Für Fanatiker ist die Gewalt somit ein Recht zur Selbstverteidigung, um bestimmte Verantwortliche zu bestrafen, welche sie für ihre persönlichen Schwächen verantwortlich machen können. Es kommt somit zu einer Verschiebung der Verantwortung, aber auch der Täter und Opferdarstellung. Fanatiker sehen sich selbst als Opfer eines Staates, einer übermächtigen Bevölkerungsgruppe oder Justiz, welche ihre Belange nicht bewertet bzw. nicht ausreichend nachkommt.

Zu den verantwortlichen Bevölkerungsgruppen eines Fanatikers können ethische Minderheit, aber auch die politische Elite eines Landes, zählen. In beiden Fällen wird die Verantwortung für die eigene Isolation und Perspektivlosigkeit, nicht bei sich selbst gesehen, sondern bei der anderen Gruppe – wodurch Ideen entstehen, diese Menschen zu verurteilen und zu richten. Da der Staat diese Bevölkerungsgruppen nicht verurteilt bzw. richtet und wohlmöglich selbst als Teil des Problems wahrgenommen wird, rückt der Fanatiker in die Verantwortung des Richters. Diese Form der Selbstjustiz drückt sich dann in einer Gewalttat aus, wo möglichst viele Schuldige getötet werden sollen.

In der Öffentlichkeit werden die Menschenopfer eines fanatisch motivierten Massakers als Unschuldige bezeichnet. Aber für den Fanatiker und dessen Anhänger sind diese Personen schuldig, da diese für den unzureichenden Zustand der eigenen Lebenswelt verantwortlich sind bzw. nichts unternommen haben, um diesen abzuwenden.

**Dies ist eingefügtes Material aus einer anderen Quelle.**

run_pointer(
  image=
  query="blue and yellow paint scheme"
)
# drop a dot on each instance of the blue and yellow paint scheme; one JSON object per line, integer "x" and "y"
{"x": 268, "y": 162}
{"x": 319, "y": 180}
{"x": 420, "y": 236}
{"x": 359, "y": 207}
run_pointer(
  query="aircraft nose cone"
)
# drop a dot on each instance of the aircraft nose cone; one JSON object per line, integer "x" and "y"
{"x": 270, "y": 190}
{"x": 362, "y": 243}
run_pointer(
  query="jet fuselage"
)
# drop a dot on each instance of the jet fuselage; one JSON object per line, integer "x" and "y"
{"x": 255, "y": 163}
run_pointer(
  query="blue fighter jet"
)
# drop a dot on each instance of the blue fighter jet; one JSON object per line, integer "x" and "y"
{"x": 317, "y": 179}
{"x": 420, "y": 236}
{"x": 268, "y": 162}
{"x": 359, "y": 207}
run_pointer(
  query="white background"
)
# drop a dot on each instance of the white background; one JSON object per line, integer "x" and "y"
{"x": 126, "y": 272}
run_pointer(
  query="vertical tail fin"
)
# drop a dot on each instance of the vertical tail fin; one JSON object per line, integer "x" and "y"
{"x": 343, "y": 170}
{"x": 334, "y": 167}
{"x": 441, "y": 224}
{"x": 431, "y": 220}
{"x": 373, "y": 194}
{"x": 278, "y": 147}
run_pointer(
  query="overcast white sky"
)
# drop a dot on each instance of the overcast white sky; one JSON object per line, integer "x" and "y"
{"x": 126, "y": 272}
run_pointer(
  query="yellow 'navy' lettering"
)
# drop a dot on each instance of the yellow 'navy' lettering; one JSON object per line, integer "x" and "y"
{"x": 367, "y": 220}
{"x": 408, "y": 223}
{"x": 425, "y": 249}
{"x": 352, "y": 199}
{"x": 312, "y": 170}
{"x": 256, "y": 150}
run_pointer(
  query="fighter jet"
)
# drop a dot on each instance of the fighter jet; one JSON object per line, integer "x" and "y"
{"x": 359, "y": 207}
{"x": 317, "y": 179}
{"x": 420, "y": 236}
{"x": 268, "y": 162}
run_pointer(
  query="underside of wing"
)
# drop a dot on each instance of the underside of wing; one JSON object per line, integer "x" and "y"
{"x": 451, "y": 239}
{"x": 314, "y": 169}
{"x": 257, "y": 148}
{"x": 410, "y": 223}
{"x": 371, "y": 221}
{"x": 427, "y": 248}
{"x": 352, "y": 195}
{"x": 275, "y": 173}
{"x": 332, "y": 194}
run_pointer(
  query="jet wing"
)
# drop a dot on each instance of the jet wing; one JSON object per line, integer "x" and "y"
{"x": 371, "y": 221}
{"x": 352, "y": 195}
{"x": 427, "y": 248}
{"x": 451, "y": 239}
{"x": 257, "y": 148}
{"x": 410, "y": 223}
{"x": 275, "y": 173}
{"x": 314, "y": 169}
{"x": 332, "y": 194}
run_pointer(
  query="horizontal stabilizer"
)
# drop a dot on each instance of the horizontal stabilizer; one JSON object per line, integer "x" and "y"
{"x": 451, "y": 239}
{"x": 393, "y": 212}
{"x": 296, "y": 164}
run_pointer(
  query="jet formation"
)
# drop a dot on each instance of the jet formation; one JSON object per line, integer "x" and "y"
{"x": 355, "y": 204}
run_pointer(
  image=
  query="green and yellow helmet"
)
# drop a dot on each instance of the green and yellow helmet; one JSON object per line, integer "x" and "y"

Fanatismus, Amokläufe (z.B. Schulmassaker) oder Terrorismus haben oftmals ihren Ursprung in einer Perspektivlosigkeit, sozialen Isolation, fehlenden Eigenwahrnehmung, falscher Fremdwahrnehmung und dem Wunsch nach Dominanz. Als Schuldige für diese Misere werden dann andere Bevölkerungsgruppen ausgemacht (Staat, Schulmobber, Übermächtige), welche durch die Bluttat entmachtet werden sollen und zugleich soll eine Form von Rache ausgelebt werden.

Wie kommt es zu Massakern

Dem Massaker geht oftmals ein Motiv voraus. So verüben Soldaten im Krieg gezielt Racheakte an der Zivilbevölkerung, um sich und ihre gefallenen Kameraden zu rächen. Rachelust und eine selbst auferlegte Racheverpflichtung sind Antreiber für die Gräueltaten am Feind, aber auch dessen Bevölkerung.

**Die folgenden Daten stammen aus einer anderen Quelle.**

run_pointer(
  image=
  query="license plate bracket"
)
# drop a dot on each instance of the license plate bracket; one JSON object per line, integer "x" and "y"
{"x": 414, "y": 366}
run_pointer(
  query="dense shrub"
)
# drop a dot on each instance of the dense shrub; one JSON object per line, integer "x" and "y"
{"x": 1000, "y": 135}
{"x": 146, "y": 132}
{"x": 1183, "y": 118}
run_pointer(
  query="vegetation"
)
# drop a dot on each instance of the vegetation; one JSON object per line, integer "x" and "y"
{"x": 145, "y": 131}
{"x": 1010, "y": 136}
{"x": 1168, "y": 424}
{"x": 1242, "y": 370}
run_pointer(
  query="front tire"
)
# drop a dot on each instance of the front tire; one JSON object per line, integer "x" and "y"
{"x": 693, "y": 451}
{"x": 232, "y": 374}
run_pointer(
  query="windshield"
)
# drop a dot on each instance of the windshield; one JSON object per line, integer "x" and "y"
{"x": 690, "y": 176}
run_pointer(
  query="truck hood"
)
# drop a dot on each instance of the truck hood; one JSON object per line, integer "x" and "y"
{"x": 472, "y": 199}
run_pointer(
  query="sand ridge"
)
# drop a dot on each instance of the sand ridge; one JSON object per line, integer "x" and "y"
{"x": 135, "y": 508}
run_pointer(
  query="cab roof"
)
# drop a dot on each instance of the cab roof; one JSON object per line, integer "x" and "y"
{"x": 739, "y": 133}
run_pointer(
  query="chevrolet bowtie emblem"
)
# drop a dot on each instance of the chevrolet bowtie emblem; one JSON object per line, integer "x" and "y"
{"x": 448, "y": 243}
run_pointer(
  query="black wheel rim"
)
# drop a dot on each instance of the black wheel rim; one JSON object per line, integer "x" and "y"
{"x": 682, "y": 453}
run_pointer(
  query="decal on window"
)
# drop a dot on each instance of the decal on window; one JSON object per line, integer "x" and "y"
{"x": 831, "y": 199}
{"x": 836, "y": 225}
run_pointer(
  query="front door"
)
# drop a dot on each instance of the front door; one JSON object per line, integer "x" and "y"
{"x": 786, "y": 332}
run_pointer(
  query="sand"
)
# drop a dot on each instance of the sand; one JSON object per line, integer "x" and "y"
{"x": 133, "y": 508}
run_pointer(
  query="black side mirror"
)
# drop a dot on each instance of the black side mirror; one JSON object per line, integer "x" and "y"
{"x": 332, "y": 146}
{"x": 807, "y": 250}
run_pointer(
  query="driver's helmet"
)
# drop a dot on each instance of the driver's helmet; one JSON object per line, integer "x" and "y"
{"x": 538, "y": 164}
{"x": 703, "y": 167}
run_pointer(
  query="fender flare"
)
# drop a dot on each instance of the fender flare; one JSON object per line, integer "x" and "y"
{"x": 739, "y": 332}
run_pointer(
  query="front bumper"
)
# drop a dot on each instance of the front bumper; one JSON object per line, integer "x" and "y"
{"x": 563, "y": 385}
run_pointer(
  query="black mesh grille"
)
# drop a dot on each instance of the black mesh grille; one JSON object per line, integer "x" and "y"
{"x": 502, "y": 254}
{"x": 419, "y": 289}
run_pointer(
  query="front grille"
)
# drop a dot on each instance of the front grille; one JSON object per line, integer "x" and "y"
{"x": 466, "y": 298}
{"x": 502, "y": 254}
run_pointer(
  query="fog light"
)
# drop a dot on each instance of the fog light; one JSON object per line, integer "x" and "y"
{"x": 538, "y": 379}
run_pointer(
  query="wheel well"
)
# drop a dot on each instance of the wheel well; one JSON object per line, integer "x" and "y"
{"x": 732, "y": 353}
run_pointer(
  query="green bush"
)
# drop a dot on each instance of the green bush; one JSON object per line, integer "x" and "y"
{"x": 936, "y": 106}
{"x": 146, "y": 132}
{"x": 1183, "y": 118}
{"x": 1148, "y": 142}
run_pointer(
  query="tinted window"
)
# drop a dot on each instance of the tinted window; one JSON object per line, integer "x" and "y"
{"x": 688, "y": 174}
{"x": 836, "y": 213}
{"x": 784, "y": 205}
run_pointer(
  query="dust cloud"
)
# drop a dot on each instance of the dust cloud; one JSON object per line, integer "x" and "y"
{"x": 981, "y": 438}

Oftmals entsteht unter den Soldaten eine Art von Gruppenzwang, wodurch die Gewaltspirale zunimmt. Außerdem müssen einzelne Mitglieder ihre Loyalität und Härte beweisen, wodurch diese ebenfalls an der Teilnahme zum Massaker gedrängt werden. Denn wenn sich alle Beteiligten strafbar machen, kann sich später niemand als moralischer Richter oder als Erpresser herausstellen. Außerdem sinkt die Wahrscheinlichkeit für spätere Bestrafungen, da sich alle Beteiligten strafbar machten und so niemand eine Anzeige zur Strafverfolgung aufgeben kann.

Fanatismus und Amokläufe entstehen oftmals als Folge von sozialer Isolation und Perspektivlosigkeit. Aus diesem entstehen ebenfalls Rachemotive, weshalb die Täter sich selbst als Opfer sehen und glauben, dass sie diesen Opferstatus nur durch ein Blutbad überwinden können. Diese Täter-Opfer-Umkehr wird zum Fundament des eigenen Glaubens, weshalb Fundamentalismus und Fanatismus eng verzwickt sind.

Warum werden Massaker verübt

Bei allen verübten Massakern findet im Denken der Täter ein Kosten-Nutzen-Abgleich statt. Die Kosten, welche die Täter für das Blutbad heranziehen müssen, sind der eigene Tod – welcher durchaus möglich wäre oder eine andere Form der Bestrafung. Im Krieg glauben Straftäter daran, dass das Kriegsrecht nicht gilt und die Erwartung an Straflosigkeit setzt ein, wodurch Rachenutzen bzw. das Ausleben eines Blutrausches überwiegen.

Amokläufer und Selbstmordattentäter rechnen mit dem eigenen Tod, was Abschiedsbriefe beweisen. Allerdings entsteht der Glauben, dass der eigene Tod nicht sinnlos ist, sondern als Martyrium gewertet oder durch die Anhängerschaft als Heldentat gewertet wird – weshalb der Nutzen ebenfalls überwiegt. Schulamokläufer, welche oftmals Einzeltäter darstellen, neigen zur Rache und zum Wunsch nach Aufmerksamkeit, welches durch das Blutbad ebenfalls hergestellt werden.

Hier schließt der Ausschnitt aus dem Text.